© 2024 Arizent. All rights reserved.

CMSA tailors operations in Europe

The Commercial Mortgages Securities Association (CMSA) may grow its presence in Europe as the CMBS market takes shape.

The industry organization began looking into European market practices more than three years ago, but limited supply had circumscribed its operations. Despite a slow start, the CMBS market has seen an increase of more than 200% since 2000, the CMSA reported.

"The CMSA in Europe has had limited impact, in particular, because if you go back, the market was much smaller," said Clive Bull, a vice president at JPMorgan Securities and chairman of CMSA's European chapter. "Essentially what we are experiencing now is an attempt to kick- start operations in Europe, now that we see a substantial number of investors that have significant holdings in CMBS."

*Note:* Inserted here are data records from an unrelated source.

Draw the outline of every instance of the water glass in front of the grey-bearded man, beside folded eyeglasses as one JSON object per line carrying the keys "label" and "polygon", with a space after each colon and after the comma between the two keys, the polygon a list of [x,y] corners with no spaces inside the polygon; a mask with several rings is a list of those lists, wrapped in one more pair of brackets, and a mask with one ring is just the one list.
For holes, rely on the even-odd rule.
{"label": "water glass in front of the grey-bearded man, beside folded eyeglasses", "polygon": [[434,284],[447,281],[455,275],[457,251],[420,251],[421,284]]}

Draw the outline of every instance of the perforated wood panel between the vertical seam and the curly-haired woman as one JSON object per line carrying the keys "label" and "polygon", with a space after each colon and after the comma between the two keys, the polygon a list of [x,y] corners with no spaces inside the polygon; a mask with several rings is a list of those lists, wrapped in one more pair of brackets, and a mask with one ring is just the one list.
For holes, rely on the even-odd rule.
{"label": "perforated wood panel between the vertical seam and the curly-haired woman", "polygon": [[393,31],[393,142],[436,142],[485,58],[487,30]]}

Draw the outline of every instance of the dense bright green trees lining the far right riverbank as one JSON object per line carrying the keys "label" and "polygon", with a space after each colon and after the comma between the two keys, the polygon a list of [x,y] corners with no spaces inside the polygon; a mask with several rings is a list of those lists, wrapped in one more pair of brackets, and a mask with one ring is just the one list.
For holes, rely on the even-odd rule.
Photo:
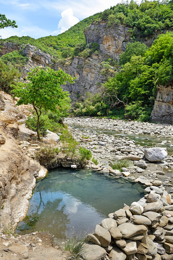
{"label": "dense bright green trees lining the far right riverbank", "polygon": [[[157,84],[173,81],[173,33],[160,34],[149,49],[128,43],[120,55],[121,69],[102,85],[100,93],[75,103],[75,115],[122,116],[148,121]],[[128,101],[125,102],[125,100]]]}

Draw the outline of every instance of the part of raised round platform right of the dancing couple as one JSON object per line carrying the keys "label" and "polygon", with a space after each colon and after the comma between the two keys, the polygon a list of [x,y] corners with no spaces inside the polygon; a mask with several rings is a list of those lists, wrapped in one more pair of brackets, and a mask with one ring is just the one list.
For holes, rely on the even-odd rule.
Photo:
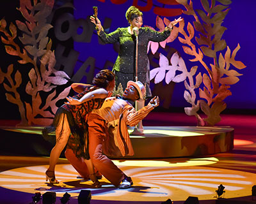
{"label": "part of raised round platform right of the dancing couple", "polygon": [[131,135],[132,158],[202,156],[234,148],[230,127],[144,127],[143,136]]}

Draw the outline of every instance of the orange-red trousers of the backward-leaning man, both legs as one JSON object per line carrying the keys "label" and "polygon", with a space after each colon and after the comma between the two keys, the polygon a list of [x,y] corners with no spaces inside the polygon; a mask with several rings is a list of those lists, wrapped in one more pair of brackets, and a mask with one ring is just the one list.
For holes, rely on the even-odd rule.
{"label": "orange-red trousers of the backward-leaning man, both legs", "polygon": [[[90,159],[95,169],[102,173],[111,184],[118,187],[127,176],[102,152],[104,138],[108,136],[108,126],[102,117],[93,113],[88,115],[88,126]],[[77,158],[71,149],[66,150],[65,156],[84,179],[88,178],[89,171],[82,159]]]}

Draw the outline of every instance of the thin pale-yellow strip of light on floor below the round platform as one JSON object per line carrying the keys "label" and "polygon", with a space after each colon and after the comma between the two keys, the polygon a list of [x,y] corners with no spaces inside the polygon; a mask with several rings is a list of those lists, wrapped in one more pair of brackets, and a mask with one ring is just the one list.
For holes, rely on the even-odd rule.
{"label": "thin pale-yellow strip of light on floor below the round platform", "polygon": [[113,161],[118,166],[200,166],[217,163],[219,160],[215,157],[199,158],[199,159],[188,159],[180,162],[175,162],[173,159],[172,163],[169,161],[156,161],[156,160],[126,160],[126,161]]}

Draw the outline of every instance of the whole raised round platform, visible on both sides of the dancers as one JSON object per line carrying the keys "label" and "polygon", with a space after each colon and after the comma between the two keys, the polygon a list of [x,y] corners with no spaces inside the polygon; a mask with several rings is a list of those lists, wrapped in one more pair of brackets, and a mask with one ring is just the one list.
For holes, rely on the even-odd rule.
{"label": "whole raised round platform, visible on both sides of the dancers", "polygon": [[[33,154],[49,156],[53,143],[46,142],[41,131],[42,127],[1,126],[1,139],[10,144],[3,151],[21,154],[30,150]],[[144,133],[130,135],[135,154],[120,159],[204,156],[227,152],[234,147],[234,128],[230,127],[145,126]]]}

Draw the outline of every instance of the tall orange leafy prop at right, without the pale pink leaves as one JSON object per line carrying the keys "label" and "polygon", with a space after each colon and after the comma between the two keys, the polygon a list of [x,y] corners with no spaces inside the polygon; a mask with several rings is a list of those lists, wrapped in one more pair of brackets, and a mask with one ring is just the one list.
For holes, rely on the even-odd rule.
{"label": "tall orange leafy prop at right, without the pale pink leaves", "polygon": [[[195,58],[190,61],[199,61],[207,71],[207,73],[204,73],[202,80],[204,83],[204,90],[200,89],[199,91],[200,98],[204,98],[207,101],[205,102],[203,99],[199,100],[200,108],[207,117],[203,120],[198,117],[195,113],[198,106],[195,107],[195,110],[195,108],[193,108],[193,103],[191,103],[192,109],[185,108],[185,110],[188,115],[196,115],[198,125],[214,126],[214,124],[220,122],[220,113],[225,110],[227,106],[223,100],[227,98],[227,96],[231,95],[230,90],[228,90],[230,85],[236,84],[239,81],[238,76],[241,75],[236,70],[231,70],[230,64],[237,69],[243,69],[246,67],[243,62],[235,61],[234,59],[240,48],[239,44],[230,57],[230,48],[227,47],[226,41],[221,39],[224,31],[227,29],[226,27],[221,26],[221,24],[228,13],[228,5],[231,1],[218,0],[218,2],[220,2],[218,5],[216,5],[216,1],[211,1],[210,6],[209,1],[202,0],[201,3],[204,11],[193,10],[192,1],[190,1],[189,4],[188,1],[184,0],[177,0],[177,2],[185,6],[185,14],[193,15],[193,17],[195,17],[194,27],[200,36],[199,38],[196,37],[195,40],[200,48],[198,48],[198,52],[196,52],[196,46],[191,42],[191,39],[194,38],[195,30],[190,23],[188,23],[187,26],[189,35],[184,31],[182,23],[180,24],[179,32],[184,36],[184,38],[179,37],[179,41],[189,46],[183,46],[183,50],[186,54],[195,56]],[[203,23],[200,22],[196,12]],[[223,55],[218,53],[225,48],[227,48],[227,52],[224,59]],[[211,57],[213,64],[207,66],[206,62],[203,60],[205,56]],[[188,94],[186,95],[188,96]]]}

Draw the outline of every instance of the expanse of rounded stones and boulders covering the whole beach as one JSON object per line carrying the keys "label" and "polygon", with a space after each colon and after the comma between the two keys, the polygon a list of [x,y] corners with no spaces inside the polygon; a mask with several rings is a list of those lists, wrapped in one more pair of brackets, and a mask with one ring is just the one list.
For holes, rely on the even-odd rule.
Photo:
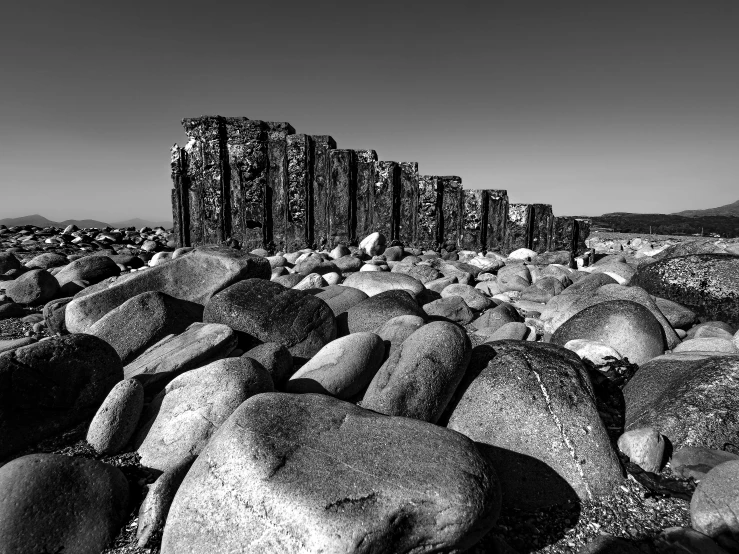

Bull noted that there has been interest on the investment banking side and the servicing side as well.

The association's first task is bringing standardization to European investor reporting. The CMSA would like to introduce a standard investor-reporting package that facilitates monitoring a transaction's progress on an ongoing basis. It would be beneficial to the servicer and trustee as well as encourage new issuers by clearly laying out what they are responsible for. Also, standardized reporting would provide market participants with a better notion of how to plan ahead and develop reporting systems.

"On the progress side, we are just beginning," Bull said, adding that the group has only met twice since announcing its plans last month. "But we are looking at the standard reporting package in the U.S. and how to design a similar package that, of course, caters specifically to European market practices."

The biggest concern so far - from the European point of view - is that the CMSA does not literally import U.S. standards and impose them on the European market. The plan, Bull explained, is to start of with the U.S. model and work out modifications for the European market - a process, he says, that occurs continuously anyway, as it's dictated by fluctuating market practices.

Bull does not intend to set the bar so high initially that it discourages potential issuers from accessing the market.

"We have to remember that there is no history [of reporting] on an ongoing basis in Europe and [a standard reporting package] might discourage people," Bull admitted. "It's more important that it starts as a slight improvement from where we are today but that it's workable and something feasibly produced."

The CMSA has invited a committee that represents all aspects of the market to complete the initial standardization document by mid-2004.

Also, the CMSA will introduce a series of seminars dedicated to familiarizing investors with the "ins and outs" of investing in the European CMBS market. The CMSA hosts a series of these instructive gatherings for U.S. market participants. The first gathering in Europe will be held in London on Dec. 4.